The Clarets chief admits he spends as much of his time dealing with off-pitch issues these days as he does preparing his time for the challenge on the pitch.

And Dyche believes his role at Burnley means he has a say in more issues than some managers at bigger clubs, who are simply told to look after the team while other people take control of recruitment.

"It’s the randomness of a football manager, I’m surprised they haven’t done a documentary on football management," the Turf boss said.

"Fans often get on managers but if they knew the amount of work that goes in I think they will be really, really surprised.

"Some clubs now have built these systems where they'll have a version of this, out and out owner at the top, CEO, day to day, from the CEO, sporting director, scouting and recruitment, youth system, first team - that has changed the role of the manager to purely managing the team.

"At a club like this, its managing a lot of different things, and there are versions of me managing a lot of things out there, but some of the super power concerns are just managing the team.

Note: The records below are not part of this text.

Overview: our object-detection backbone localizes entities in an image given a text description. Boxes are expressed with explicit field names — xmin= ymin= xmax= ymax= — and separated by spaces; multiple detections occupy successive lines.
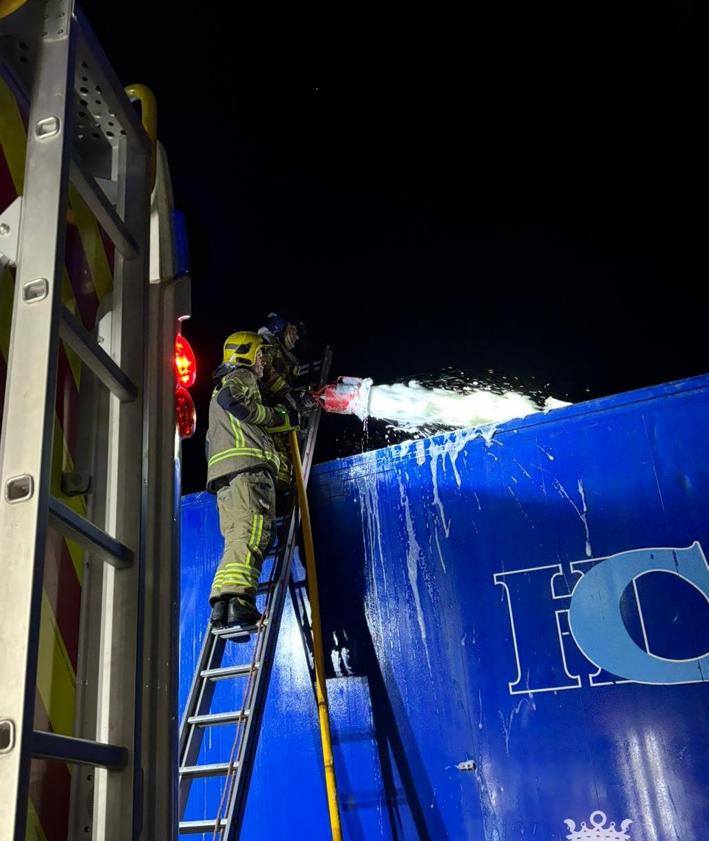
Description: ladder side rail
xmin=92 ymin=75 xmax=150 ymax=841
xmin=0 ymin=0 xmax=76 ymax=841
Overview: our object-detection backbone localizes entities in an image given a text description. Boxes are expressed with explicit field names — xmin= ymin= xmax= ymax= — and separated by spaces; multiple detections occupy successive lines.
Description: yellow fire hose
xmin=288 ymin=430 xmax=342 ymax=841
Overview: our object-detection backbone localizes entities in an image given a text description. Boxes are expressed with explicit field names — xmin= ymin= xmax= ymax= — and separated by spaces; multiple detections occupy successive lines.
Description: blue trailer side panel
xmin=182 ymin=377 xmax=709 ymax=841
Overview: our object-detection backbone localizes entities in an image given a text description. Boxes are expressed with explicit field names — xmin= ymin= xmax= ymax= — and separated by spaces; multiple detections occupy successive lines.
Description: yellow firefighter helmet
xmin=224 ymin=330 xmax=264 ymax=365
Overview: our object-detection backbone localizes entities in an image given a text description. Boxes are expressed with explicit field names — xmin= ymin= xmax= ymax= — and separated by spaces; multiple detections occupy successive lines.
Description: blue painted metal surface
xmin=181 ymin=377 xmax=709 ymax=841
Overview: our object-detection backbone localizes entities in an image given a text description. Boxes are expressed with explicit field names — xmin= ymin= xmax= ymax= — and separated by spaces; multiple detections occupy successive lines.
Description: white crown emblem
xmin=564 ymin=812 xmax=633 ymax=841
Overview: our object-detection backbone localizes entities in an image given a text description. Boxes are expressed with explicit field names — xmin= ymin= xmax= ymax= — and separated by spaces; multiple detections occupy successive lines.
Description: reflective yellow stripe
xmin=227 ymin=412 xmax=244 ymax=447
xmin=37 ymin=591 xmax=76 ymax=736
xmin=254 ymin=514 xmax=263 ymax=548
xmin=209 ymin=447 xmax=280 ymax=467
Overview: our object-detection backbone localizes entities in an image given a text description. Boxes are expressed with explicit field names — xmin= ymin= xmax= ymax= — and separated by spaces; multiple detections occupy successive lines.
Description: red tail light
xmin=175 ymin=380 xmax=197 ymax=438
xmin=175 ymin=334 xmax=197 ymax=388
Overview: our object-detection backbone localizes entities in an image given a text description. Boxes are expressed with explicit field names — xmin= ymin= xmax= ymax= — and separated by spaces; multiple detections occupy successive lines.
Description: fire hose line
xmin=288 ymin=430 xmax=342 ymax=841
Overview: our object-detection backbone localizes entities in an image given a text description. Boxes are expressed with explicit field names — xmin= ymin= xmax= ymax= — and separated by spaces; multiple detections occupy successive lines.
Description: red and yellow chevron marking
xmin=0 ymin=78 xmax=114 ymax=841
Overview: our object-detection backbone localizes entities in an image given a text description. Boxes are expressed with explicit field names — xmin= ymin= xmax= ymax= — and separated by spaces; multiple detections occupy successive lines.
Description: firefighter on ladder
xmin=207 ymin=331 xmax=293 ymax=626
xmin=258 ymin=312 xmax=316 ymax=513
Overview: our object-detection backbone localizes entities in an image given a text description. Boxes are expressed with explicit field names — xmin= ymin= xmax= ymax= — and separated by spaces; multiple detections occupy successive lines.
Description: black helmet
xmin=264 ymin=310 xmax=307 ymax=339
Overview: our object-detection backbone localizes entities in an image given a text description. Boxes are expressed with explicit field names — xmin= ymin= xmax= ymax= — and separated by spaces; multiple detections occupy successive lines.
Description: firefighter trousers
xmin=209 ymin=470 xmax=276 ymax=604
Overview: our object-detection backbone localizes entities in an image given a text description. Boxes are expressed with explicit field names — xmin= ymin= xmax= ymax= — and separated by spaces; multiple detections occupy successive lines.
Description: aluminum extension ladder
xmin=179 ymin=350 xmax=330 ymax=841
xmin=0 ymin=0 xmax=180 ymax=841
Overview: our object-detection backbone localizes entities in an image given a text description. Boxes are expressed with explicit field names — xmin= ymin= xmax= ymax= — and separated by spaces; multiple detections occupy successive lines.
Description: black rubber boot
xmin=209 ymin=599 xmax=227 ymax=628
xmin=227 ymin=596 xmax=261 ymax=625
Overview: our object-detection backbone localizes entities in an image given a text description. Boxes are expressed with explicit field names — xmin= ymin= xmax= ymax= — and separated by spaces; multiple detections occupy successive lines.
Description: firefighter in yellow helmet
xmin=207 ymin=332 xmax=289 ymax=625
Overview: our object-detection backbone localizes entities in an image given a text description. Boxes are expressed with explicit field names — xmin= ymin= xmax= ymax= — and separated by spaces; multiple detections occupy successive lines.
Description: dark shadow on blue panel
xmin=291 ymin=547 xmax=449 ymax=841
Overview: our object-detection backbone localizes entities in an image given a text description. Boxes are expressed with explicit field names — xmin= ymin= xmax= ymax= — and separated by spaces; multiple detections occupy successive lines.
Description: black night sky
xmin=82 ymin=0 xmax=709 ymax=492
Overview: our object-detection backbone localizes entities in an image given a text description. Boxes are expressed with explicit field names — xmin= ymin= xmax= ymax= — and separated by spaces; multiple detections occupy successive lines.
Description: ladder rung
xmin=31 ymin=730 xmax=128 ymax=770
xmin=59 ymin=307 xmax=138 ymax=403
xmin=70 ymin=154 xmax=138 ymax=260
xmin=200 ymin=663 xmax=258 ymax=680
xmin=180 ymin=762 xmax=236 ymax=779
xmin=49 ymin=496 xmax=133 ymax=567
xmin=212 ymin=619 xmax=268 ymax=639
xmin=187 ymin=710 xmax=249 ymax=727
xmin=180 ymin=818 xmax=226 ymax=835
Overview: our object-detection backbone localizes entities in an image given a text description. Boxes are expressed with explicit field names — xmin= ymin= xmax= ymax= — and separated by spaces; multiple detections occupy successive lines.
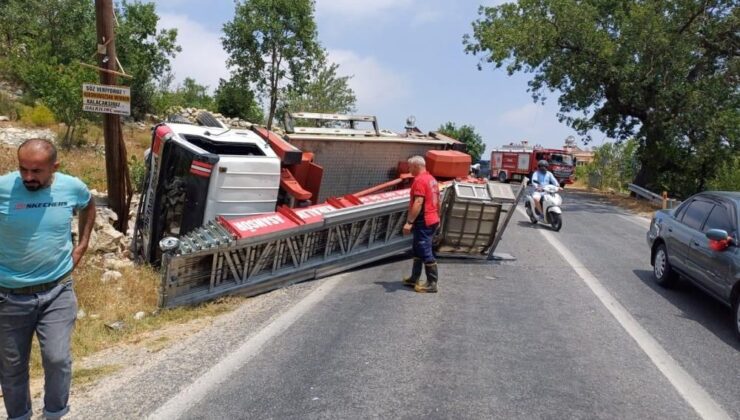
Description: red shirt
xmin=409 ymin=171 xmax=439 ymax=226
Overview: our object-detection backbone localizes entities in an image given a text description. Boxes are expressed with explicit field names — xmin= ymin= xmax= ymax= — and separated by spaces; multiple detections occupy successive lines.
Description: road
xmin=73 ymin=193 xmax=740 ymax=419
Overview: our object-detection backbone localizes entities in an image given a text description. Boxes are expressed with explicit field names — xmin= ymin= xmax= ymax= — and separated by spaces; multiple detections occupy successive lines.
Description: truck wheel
xmin=653 ymin=244 xmax=678 ymax=287
xmin=195 ymin=111 xmax=226 ymax=128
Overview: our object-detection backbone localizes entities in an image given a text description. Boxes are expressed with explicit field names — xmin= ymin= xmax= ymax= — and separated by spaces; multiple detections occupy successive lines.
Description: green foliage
xmin=277 ymin=59 xmax=357 ymax=120
xmin=116 ymin=0 xmax=182 ymax=119
xmin=175 ymin=77 xmax=216 ymax=111
xmin=437 ymin=122 xmax=486 ymax=162
xmin=20 ymin=104 xmax=56 ymax=127
xmin=214 ymin=77 xmax=265 ymax=123
xmin=464 ymin=0 xmax=740 ymax=196
xmin=128 ymin=156 xmax=146 ymax=193
xmin=222 ymin=0 xmax=323 ymax=129
xmin=0 ymin=92 xmax=18 ymax=120
xmin=576 ymin=139 xmax=638 ymax=191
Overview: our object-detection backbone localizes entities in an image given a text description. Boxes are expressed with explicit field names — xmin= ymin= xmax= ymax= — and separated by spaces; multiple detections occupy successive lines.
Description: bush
xmin=707 ymin=157 xmax=740 ymax=191
xmin=128 ymin=156 xmax=146 ymax=193
xmin=20 ymin=104 xmax=56 ymax=127
xmin=0 ymin=92 xmax=18 ymax=120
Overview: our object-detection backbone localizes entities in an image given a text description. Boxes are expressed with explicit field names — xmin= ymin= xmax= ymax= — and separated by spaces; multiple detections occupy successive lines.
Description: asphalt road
xmin=73 ymin=193 xmax=740 ymax=419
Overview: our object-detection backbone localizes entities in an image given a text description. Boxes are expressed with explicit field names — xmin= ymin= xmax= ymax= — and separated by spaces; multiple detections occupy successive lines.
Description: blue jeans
xmin=411 ymin=221 xmax=439 ymax=264
xmin=0 ymin=280 xmax=77 ymax=420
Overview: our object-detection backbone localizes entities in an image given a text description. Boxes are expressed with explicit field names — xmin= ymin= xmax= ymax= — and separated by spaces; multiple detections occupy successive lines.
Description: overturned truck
xmin=133 ymin=113 xmax=522 ymax=307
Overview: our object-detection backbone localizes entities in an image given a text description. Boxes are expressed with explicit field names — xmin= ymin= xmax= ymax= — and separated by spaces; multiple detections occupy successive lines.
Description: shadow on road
xmin=375 ymin=280 xmax=414 ymax=293
xmin=632 ymin=270 xmax=740 ymax=351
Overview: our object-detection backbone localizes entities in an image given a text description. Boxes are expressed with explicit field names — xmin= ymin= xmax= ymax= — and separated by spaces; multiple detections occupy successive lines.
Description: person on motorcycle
xmin=532 ymin=159 xmax=560 ymax=219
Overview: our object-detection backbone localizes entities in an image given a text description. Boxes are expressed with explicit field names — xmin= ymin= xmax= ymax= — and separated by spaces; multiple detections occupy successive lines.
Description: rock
xmin=104 ymin=256 xmax=134 ymax=271
xmin=100 ymin=270 xmax=123 ymax=283
xmin=90 ymin=225 xmax=125 ymax=252
xmin=105 ymin=321 xmax=126 ymax=331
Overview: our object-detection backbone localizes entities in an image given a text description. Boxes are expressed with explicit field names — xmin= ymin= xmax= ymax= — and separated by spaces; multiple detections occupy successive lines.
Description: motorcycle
xmin=524 ymin=185 xmax=563 ymax=232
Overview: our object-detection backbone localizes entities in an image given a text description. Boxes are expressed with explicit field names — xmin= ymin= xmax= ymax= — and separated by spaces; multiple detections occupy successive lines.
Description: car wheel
xmin=653 ymin=244 xmax=678 ymax=287
xmin=733 ymin=293 xmax=740 ymax=338
xmin=550 ymin=213 xmax=563 ymax=232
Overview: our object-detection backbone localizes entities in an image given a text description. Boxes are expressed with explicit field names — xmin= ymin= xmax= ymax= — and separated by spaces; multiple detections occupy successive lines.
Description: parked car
xmin=647 ymin=192 xmax=740 ymax=337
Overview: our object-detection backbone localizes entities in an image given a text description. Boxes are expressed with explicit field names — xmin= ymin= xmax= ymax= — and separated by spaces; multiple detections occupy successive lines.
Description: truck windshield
xmin=550 ymin=153 xmax=573 ymax=166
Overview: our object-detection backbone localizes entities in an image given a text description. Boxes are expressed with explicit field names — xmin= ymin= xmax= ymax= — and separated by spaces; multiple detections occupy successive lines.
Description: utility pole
xmin=95 ymin=0 xmax=131 ymax=233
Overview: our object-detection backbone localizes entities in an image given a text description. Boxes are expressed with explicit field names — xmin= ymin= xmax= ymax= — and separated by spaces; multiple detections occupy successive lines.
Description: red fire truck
xmin=490 ymin=142 xmax=575 ymax=187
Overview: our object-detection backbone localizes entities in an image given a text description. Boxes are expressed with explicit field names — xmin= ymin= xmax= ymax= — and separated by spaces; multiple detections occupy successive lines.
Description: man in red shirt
xmin=403 ymin=156 xmax=439 ymax=293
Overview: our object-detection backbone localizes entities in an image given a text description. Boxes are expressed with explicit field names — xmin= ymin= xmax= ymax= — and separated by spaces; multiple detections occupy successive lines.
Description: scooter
xmin=524 ymin=185 xmax=563 ymax=232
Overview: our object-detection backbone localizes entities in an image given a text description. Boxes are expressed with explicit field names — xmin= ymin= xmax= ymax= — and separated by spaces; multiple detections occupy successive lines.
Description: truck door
xmin=688 ymin=203 xmax=740 ymax=299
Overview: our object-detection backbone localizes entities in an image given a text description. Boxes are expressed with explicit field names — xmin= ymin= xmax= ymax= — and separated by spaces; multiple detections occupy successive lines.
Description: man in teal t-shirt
xmin=0 ymin=139 xmax=95 ymax=419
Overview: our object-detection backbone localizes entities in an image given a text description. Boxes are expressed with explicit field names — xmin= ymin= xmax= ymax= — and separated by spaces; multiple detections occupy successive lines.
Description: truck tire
xmin=195 ymin=111 xmax=227 ymax=128
xmin=653 ymin=244 xmax=678 ymax=288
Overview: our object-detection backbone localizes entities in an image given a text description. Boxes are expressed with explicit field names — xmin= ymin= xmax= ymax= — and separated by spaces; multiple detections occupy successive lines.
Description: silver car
xmin=647 ymin=191 xmax=740 ymax=337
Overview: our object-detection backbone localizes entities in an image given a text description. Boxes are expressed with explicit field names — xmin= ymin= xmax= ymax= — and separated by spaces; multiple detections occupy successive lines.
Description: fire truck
xmin=490 ymin=142 xmax=575 ymax=187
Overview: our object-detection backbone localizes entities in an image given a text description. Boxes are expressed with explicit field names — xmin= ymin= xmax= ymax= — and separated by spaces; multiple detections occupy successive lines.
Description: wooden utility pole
xmin=95 ymin=0 xmax=131 ymax=233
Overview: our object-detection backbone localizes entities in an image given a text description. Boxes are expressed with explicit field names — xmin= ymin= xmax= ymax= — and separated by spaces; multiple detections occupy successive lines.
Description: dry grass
xmin=31 ymin=255 xmax=245 ymax=378
xmin=0 ymin=122 xmax=244 ymax=384
xmin=0 ymin=123 xmax=151 ymax=191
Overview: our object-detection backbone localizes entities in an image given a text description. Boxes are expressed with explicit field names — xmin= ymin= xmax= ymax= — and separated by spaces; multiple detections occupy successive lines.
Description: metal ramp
xmin=160 ymin=183 xmax=521 ymax=307
xmin=435 ymin=182 xmax=525 ymax=260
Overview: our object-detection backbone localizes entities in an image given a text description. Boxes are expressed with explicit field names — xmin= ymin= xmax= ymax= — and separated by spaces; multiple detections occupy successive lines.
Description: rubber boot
xmin=403 ymin=257 xmax=422 ymax=287
xmin=414 ymin=262 xmax=439 ymax=293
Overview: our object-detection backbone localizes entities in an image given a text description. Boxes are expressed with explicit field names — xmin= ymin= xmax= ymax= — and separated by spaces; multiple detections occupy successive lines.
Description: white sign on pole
xmin=82 ymin=83 xmax=131 ymax=115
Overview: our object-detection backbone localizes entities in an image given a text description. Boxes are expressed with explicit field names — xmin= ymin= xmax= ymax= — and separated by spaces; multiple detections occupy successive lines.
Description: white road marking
xmin=517 ymin=207 xmax=731 ymax=420
xmin=617 ymin=214 xmax=650 ymax=229
xmin=147 ymin=275 xmax=344 ymax=420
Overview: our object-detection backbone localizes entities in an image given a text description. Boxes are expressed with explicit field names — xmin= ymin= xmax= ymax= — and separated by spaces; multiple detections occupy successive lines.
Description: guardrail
xmin=627 ymin=184 xmax=681 ymax=209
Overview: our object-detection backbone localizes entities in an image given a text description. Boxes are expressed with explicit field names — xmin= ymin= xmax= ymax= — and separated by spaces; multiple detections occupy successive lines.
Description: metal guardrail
xmin=627 ymin=184 xmax=681 ymax=209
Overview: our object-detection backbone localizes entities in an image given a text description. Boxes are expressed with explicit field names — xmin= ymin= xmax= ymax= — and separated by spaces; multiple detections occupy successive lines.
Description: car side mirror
xmin=705 ymin=229 xmax=732 ymax=252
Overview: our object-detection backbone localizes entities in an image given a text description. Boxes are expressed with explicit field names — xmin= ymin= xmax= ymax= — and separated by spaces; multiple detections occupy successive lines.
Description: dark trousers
xmin=411 ymin=221 xmax=439 ymax=264
xmin=0 ymin=281 xmax=77 ymax=420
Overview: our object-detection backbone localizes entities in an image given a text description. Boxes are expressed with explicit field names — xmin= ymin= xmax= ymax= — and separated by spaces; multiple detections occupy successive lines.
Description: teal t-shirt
xmin=0 ymin=171 xmax=90 ymax=289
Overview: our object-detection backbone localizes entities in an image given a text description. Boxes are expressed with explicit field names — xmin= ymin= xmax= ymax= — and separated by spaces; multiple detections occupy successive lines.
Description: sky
xmin=152 ymin=0 xmax=603 ymax=158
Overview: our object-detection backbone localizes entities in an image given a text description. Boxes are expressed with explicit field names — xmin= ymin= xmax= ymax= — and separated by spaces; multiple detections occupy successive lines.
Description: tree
xmin=437 ymin=122 xmax=486 ymax=162
xmin=0 ymin=0 xmax=96 ymax=147
xmin=215 ymin=77 xmax=265 ymax=123
xmin=116 ymin=1 xmax=182 ymax=119
xmin=464 ymin=0 xmax=740 ymax=195
xmin=176 ymin=77 xmax=215 ymax=110
xmin=278 ymin=56 xmax=357 ymax=119
xmin=222 ymin=0 xmax=323 ymax=129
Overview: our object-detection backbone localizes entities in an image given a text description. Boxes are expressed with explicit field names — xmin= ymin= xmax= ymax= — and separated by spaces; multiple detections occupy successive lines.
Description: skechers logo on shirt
xmin=15 ymin=201 xmax=67 ymax=210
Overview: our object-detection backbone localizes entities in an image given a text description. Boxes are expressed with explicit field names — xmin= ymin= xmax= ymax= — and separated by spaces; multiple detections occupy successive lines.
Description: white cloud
xmin=159 ymin=13 xmax=229 ymax=92
xmin=499 ymin=103 xmax=542 ymax=129
xmin=328 ymin=50 xmax=408 ymax=113
xmin=316 ymin=0 xmax=414 ymax=18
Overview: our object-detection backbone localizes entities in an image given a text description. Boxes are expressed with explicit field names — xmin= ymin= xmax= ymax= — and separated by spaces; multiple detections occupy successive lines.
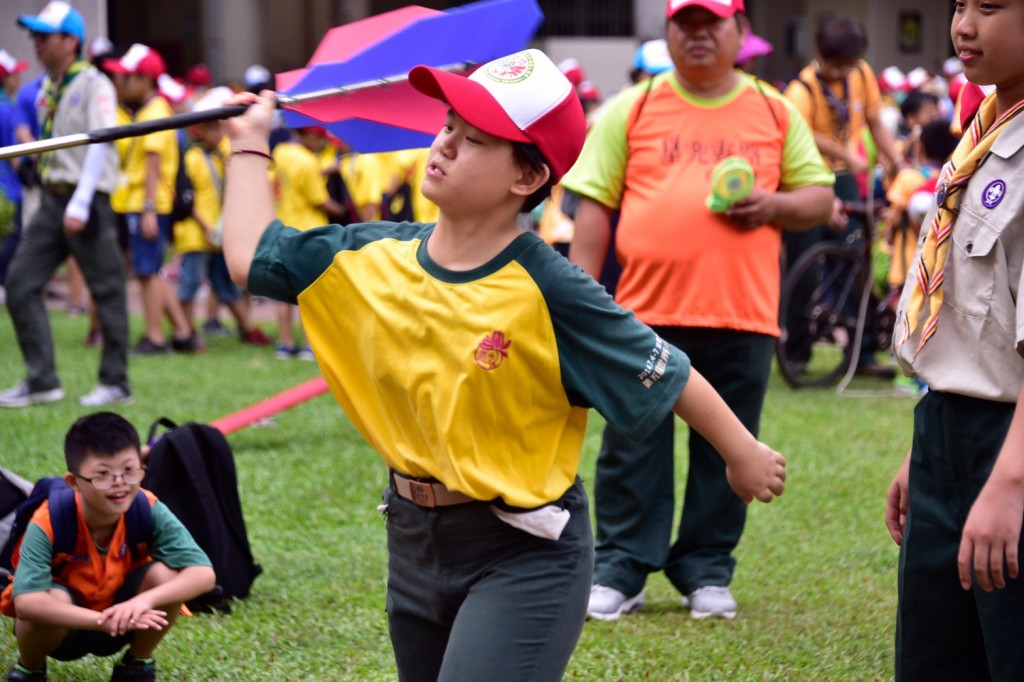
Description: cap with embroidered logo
xmin=0 ymin=50 xmax=29 ymax=78
xmin=17 ymin=0 xmax=85 ymax=43
xmin=665 ymin=0 xmax=746 ymax=18
xmin=409 ymin=49 xmax=587 ymax=182
xmin=103 ymin=43 xmax=167 ymax=81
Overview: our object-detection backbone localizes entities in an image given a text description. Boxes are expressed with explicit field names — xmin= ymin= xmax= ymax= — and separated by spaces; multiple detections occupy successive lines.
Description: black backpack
xmin=0 ymin=477 xmax=153 ymax=574
xmin=142 ymin=417 xmax=263 ymax=612
xmin=171 ymin=139 xmax=196 ymax=222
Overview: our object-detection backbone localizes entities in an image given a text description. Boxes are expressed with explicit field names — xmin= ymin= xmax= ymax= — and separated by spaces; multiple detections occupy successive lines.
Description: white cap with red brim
xmin=409 ymin=49 xmax=587 ymax=182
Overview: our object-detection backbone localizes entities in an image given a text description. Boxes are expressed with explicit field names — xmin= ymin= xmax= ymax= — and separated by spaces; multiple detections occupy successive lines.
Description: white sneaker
xmin=78 ymin=384 xmax=135 ymax=408
xmin=0 ymin=381 xmax=63 ymax=408
xmin=683 ymin=585 xmax=736 ymax=621
xmin=587 ymin=585 xmax=647 ymax=621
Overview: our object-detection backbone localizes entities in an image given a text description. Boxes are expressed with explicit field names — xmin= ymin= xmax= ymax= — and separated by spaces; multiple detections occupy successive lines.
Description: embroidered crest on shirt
xmin=473 ymin=331 xmax=512 ymax=372
xmin=981 ymin=180 xmax=1007 ymax=209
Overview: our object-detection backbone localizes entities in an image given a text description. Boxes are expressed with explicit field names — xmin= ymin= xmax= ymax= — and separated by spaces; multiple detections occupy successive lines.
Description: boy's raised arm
xmin=673 ymin=370 xmax=785 ymax=503
xmin=223 ymin=92 xmax=274 ymax=287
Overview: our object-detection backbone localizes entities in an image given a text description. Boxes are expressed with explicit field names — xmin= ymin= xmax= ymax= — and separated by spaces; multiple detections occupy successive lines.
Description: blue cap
xmin=17 ymin=0 xmax=85 ymax=45
xmin=633 ymin=38 xmax=673 ymax=75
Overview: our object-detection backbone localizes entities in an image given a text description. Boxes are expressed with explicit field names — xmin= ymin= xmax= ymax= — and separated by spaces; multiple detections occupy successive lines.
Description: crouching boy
xmin=0 ymin=413 xmax=215 ymax=682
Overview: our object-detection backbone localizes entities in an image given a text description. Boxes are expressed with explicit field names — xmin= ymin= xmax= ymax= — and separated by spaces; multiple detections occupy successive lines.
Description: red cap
xmin=0 ymin=50 xmax=29 ymax=78
xmin=577 ymin=81 xmax=601 ymax=101
xmin=103 ymin=43 xmax=167 ymax=80
xmin=409 ymin=49 xmax=587 ymax=182
xmin=665 ymin=0 xmax=746 ymax=18
xmin=558 ymin=57 xmax=586 ymax=87
xmin=185 ymin=63 xmax=213 ymax=87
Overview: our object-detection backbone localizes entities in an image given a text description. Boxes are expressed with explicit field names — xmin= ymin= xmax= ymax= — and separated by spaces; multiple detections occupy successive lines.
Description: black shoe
xmin=4 ymin=666 xmax=46 ymax=682
xmin=854 ymin=363 xmax=896 ymax=379
xmin=131 ymin=336 xmax=170 ymax=355
xmin=171 ymin=332 xmax=206 ymax=353
xmin=111 ymin=651 xmax=157 ymax=682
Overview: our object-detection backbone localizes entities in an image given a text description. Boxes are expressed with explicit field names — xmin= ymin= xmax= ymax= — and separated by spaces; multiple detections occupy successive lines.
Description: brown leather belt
xmin=391 ymin=471 xmax=476 ymax=509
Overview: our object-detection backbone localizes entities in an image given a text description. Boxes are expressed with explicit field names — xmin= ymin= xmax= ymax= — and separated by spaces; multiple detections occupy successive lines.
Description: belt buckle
xmin=409 ymin=479 xmax=437 ymax=509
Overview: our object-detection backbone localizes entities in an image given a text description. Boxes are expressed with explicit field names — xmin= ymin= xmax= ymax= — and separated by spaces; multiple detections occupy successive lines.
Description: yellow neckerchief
xmin=896 ymin=93 xmax=1024 ymax=355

"Even when you're just managing the team, usually that implies you're at a very big club, and if you are, you're not just managing the team, you're managing the team behind the team, agents, publicists, the bloke who's writing a book, the hairdresser, physio, the babysitter, nanny, au pair, the driver etc.

"If they did a documentary on it, it's non stop."

There's little rest in the summer for Dyche, who returned from a holiday at the end of the season to try and shape his squad for the challenge ahead in 2017/18 as he balances bringing new players in with those on their way out, as well as contract renewals.

"It’s the shifting sands of football. Players move forward, it’s who continually fits, who goes out, who comes in?," he said.

"They're different things that have top be monitored and achieved.

"That’s why the year on year of building, and the points we achieved, it’s a good judgement for us in-house because that development is really important.

"Can you keep moving it forward and keep the players moving forward? I find good value in that.

"It’s monitoring that as you go and figuring out who stays for the longer term and who goes out.

"I’ve always stunned with the weight put on these managers. It’s year on year year and layer upon layer of contracts, new players, coming in and going out, staff changes, fan requirements, shareholders.

"The only thing people really bother with is the pitch and winning the next game.

"All the work about contracts, aligning the club, community work, building a training ground, a new ground, but the only thing that you get measured by is the pitch."